Competition and Cooperation of LLM Agents in Games
New research finds AI agents choose fairness and collaboration over pure self-interest in multi-round games.
A new research paper from Jiayi Yao, Cong Chen, and Baosen Zhang, titled "Competition and Cooperation of LLM Agents in Games," investigates how Large Language Model (LLM) agents behave in strategic, multi-agent environments. The study placed LLM agents in two classic game theory scenarios: a network resource allocation game and a Cournot competition game. Contrary to traditional economic models that predict convergence to Nash equilibria—where no agent can benefit by changing strategy alone—the LLM agents consistently moved towards cooperative outcomes. This behavior was particularly pronounced when the agents were given prompts framing the interaction across multiple rounds and within a non-zero-sum context, suggesting the social framing of the task significantly influences their strategic calculus.

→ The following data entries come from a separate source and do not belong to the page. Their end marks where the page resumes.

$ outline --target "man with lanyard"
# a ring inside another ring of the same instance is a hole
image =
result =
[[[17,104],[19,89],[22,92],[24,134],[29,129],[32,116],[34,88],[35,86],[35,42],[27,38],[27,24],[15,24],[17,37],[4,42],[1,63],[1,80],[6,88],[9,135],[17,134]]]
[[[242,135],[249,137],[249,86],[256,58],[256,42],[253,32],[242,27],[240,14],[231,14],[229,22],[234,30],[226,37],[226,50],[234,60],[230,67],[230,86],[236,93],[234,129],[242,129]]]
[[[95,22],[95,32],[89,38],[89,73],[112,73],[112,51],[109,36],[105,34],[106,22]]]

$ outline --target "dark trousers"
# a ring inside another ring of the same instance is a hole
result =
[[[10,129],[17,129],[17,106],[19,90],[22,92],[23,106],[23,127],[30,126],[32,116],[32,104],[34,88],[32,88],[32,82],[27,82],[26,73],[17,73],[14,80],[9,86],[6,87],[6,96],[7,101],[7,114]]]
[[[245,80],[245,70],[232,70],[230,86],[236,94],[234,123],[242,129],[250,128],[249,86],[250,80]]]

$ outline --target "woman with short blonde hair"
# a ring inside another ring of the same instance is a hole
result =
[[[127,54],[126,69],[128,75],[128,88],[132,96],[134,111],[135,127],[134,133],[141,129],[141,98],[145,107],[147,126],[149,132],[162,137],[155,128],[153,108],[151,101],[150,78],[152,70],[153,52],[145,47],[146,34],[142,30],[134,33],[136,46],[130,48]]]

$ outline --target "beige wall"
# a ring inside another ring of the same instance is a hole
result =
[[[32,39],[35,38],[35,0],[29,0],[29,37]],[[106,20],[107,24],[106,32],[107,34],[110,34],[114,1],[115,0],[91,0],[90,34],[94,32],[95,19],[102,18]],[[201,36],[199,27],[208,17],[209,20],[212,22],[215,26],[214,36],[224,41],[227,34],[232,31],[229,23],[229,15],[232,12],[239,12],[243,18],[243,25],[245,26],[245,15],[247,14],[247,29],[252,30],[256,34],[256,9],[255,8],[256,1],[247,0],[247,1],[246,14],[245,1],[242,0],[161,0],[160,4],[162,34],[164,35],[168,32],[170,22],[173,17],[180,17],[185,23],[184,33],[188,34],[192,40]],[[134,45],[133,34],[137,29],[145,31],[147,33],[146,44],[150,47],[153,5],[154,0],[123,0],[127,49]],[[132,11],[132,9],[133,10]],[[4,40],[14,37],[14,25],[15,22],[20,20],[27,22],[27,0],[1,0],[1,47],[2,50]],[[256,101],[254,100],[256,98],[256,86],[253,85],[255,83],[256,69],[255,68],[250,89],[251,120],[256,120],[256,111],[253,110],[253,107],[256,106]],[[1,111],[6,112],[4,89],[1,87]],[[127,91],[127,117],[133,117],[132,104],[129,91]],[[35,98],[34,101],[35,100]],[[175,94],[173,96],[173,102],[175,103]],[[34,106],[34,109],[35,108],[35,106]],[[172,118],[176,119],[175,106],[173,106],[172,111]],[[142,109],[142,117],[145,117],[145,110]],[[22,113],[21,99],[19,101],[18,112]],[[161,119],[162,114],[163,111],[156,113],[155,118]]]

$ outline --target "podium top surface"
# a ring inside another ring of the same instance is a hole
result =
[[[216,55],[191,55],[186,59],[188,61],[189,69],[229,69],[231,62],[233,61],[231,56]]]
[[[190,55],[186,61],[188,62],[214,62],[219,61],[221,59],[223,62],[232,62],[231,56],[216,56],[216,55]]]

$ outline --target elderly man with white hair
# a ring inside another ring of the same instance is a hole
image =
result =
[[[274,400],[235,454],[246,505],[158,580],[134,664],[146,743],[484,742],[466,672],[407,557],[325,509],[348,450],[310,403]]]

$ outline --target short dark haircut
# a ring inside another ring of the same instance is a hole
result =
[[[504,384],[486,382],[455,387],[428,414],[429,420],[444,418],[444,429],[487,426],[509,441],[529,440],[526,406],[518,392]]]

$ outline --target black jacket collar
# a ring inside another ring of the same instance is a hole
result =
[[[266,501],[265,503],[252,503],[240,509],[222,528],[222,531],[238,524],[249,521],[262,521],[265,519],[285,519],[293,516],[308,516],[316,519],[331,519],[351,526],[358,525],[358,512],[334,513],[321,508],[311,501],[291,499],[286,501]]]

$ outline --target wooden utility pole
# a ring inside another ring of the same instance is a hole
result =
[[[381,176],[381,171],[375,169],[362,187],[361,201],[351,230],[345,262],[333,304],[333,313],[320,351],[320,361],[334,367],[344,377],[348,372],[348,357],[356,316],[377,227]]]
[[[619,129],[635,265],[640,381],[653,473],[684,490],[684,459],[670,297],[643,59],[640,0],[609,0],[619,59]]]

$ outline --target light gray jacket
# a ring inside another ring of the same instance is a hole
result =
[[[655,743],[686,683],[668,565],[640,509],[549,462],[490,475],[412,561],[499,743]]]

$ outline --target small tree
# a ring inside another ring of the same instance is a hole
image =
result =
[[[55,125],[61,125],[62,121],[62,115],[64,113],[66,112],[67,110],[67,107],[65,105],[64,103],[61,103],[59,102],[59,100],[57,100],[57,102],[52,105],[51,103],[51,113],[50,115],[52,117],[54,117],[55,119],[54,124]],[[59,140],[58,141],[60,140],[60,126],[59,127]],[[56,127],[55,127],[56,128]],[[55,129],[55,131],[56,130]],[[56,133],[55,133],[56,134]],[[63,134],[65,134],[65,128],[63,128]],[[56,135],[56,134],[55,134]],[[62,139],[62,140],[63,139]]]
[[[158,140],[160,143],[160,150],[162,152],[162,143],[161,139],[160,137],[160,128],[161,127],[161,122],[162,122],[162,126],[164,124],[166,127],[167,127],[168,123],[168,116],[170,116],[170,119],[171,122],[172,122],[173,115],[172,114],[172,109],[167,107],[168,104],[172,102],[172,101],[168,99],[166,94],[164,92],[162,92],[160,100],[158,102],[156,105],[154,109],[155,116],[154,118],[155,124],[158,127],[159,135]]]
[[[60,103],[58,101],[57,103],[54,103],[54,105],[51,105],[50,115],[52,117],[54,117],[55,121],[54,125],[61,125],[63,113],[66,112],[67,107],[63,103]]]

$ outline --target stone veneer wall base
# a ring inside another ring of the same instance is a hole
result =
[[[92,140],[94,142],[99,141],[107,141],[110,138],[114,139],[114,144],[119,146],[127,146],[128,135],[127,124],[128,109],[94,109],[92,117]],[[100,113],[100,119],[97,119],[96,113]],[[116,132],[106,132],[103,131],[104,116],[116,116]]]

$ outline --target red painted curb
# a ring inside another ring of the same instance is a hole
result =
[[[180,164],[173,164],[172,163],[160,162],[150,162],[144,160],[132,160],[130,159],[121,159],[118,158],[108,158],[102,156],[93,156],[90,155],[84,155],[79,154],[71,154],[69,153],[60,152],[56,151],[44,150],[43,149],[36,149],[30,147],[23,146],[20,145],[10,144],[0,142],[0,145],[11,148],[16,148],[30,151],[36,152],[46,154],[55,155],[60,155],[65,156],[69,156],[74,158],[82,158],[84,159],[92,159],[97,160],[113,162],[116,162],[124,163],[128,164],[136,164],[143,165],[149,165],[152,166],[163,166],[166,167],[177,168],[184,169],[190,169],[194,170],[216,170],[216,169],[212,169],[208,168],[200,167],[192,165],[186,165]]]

Chain-of-thought analysis, a technique for tracing an AI's internal reasoning, was central to understanding this phenomenon. It revealed that the agents' decisions were heavily influenced by fairness considerations and a tendency to seek mutually beneficial solutions, rather than purely maximizing individual payoff. The researchers propose a new analytical framework to model the dynamics of LLM agent reasoning across iterative interactions, which helps explain these experimental findings. This work, available on arXiv under the identifier arXiv:2604.00487, bridges the fields of multiagent systems, game theory, and AI alignment, providing crucial insights into how increasingly autonomous AI agents might negotiate and collaborate in complex, real-world settings.

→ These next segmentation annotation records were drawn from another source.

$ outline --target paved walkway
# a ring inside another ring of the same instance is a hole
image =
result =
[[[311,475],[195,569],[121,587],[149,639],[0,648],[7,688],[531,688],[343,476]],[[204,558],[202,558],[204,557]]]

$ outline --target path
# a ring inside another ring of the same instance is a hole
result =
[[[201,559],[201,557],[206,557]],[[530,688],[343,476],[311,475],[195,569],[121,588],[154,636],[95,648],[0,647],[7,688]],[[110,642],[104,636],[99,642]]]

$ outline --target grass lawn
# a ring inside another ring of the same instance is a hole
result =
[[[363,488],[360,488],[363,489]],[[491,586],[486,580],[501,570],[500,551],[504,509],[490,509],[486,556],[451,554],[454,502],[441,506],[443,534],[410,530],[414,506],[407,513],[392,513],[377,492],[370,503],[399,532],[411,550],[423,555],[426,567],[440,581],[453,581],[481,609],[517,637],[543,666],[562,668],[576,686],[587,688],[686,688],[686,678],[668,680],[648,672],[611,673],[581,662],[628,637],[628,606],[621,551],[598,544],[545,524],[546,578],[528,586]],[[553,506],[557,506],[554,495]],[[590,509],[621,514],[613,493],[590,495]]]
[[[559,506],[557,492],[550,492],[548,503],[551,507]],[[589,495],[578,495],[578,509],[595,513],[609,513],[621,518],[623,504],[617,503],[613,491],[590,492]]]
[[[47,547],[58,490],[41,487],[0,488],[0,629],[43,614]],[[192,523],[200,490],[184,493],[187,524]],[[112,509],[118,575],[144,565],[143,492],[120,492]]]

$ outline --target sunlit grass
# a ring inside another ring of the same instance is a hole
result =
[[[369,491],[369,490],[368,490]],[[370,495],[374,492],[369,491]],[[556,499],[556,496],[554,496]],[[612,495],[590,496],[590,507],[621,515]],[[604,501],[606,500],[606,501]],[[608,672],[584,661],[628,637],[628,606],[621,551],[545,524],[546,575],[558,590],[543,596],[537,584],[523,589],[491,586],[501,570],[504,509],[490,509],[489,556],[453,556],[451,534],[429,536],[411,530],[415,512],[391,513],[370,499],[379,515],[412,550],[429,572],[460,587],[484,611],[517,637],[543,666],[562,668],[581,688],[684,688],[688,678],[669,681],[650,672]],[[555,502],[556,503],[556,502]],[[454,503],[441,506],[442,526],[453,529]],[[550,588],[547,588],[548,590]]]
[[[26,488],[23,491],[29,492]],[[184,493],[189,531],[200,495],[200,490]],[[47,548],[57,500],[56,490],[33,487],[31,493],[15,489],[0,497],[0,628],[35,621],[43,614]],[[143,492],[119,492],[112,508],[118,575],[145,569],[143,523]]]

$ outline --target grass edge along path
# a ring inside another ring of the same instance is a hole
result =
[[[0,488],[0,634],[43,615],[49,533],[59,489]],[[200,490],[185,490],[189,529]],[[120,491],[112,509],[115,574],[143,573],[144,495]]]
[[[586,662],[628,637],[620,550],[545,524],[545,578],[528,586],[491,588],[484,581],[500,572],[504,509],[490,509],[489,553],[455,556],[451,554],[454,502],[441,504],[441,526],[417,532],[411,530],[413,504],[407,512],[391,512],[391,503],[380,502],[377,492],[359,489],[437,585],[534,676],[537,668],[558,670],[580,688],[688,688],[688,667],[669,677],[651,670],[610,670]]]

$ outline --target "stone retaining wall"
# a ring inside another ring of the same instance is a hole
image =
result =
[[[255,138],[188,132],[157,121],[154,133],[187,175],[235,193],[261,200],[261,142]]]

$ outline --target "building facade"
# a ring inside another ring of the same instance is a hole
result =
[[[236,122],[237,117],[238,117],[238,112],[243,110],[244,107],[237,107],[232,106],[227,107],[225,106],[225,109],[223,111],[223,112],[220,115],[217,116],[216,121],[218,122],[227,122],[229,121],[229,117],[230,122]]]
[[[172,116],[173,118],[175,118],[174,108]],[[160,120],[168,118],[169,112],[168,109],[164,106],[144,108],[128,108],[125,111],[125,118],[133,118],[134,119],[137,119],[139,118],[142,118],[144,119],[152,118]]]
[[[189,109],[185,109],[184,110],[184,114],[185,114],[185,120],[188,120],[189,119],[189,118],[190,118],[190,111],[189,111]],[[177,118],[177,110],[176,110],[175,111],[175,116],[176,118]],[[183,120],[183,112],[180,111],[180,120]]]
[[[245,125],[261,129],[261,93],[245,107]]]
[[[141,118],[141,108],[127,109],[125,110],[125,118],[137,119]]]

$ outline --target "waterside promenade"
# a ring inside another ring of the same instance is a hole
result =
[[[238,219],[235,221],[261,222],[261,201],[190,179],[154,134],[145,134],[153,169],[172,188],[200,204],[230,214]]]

- LLM agents tested in network resource and Cournot competition games defied classic game theory by cooperating instead of reaching Nash equilibria.

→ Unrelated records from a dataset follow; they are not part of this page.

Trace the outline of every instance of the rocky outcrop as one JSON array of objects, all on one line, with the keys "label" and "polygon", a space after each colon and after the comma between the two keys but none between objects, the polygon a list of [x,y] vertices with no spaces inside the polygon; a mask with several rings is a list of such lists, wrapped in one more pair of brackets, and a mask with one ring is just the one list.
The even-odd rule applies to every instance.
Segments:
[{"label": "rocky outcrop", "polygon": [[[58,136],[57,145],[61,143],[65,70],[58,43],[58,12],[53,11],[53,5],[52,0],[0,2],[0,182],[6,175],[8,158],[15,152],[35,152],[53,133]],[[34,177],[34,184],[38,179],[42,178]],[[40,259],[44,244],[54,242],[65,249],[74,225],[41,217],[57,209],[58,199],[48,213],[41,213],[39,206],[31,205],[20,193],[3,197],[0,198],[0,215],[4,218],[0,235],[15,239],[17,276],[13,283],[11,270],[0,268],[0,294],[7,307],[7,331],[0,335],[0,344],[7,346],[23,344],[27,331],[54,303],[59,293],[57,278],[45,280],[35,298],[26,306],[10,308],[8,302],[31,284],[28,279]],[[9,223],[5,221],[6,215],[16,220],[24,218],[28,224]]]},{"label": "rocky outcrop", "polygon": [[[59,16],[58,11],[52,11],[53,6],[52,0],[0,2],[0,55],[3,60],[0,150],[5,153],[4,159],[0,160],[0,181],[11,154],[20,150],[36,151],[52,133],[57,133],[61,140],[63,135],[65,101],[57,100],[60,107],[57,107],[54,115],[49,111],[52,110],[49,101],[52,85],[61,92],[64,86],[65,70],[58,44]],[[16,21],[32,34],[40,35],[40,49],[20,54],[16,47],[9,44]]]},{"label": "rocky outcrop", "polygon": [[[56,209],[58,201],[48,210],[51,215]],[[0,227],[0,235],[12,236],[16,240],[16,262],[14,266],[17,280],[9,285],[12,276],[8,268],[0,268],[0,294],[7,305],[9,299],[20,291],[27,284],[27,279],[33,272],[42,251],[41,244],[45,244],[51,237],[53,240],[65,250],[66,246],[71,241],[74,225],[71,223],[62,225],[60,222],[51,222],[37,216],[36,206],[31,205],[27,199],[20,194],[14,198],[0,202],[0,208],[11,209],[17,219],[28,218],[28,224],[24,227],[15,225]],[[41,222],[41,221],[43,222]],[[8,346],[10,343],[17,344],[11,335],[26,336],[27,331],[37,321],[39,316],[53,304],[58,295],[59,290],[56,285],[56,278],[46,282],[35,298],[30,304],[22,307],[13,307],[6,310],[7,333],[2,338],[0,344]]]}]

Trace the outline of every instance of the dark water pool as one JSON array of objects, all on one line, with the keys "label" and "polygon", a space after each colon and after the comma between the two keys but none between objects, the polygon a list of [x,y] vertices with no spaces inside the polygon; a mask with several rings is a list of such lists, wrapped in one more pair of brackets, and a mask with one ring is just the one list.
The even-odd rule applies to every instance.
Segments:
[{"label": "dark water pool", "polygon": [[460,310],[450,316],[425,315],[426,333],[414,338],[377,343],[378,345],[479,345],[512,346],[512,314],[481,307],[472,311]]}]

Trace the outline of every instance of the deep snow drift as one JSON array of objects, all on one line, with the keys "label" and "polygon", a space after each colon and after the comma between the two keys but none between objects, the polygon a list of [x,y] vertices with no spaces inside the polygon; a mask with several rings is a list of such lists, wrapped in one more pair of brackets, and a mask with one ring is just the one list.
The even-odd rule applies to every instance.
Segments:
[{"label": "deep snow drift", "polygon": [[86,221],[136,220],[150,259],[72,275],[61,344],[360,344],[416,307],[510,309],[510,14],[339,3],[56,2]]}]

- Chain-of-thought analysis showed cooperation was driven by built-in fairness reasoning, especially in multi-round, non-zero-sum prompts.
- Researchers propose a new framework to model the reasoning dynamics of LLM agents across iterative strategic interactions.
Why It Matters
This reveals how AI agents may negotiate in the real world, favoring collaboration over pure competition, which impacts economics, diplomacy, and multi-agent system design.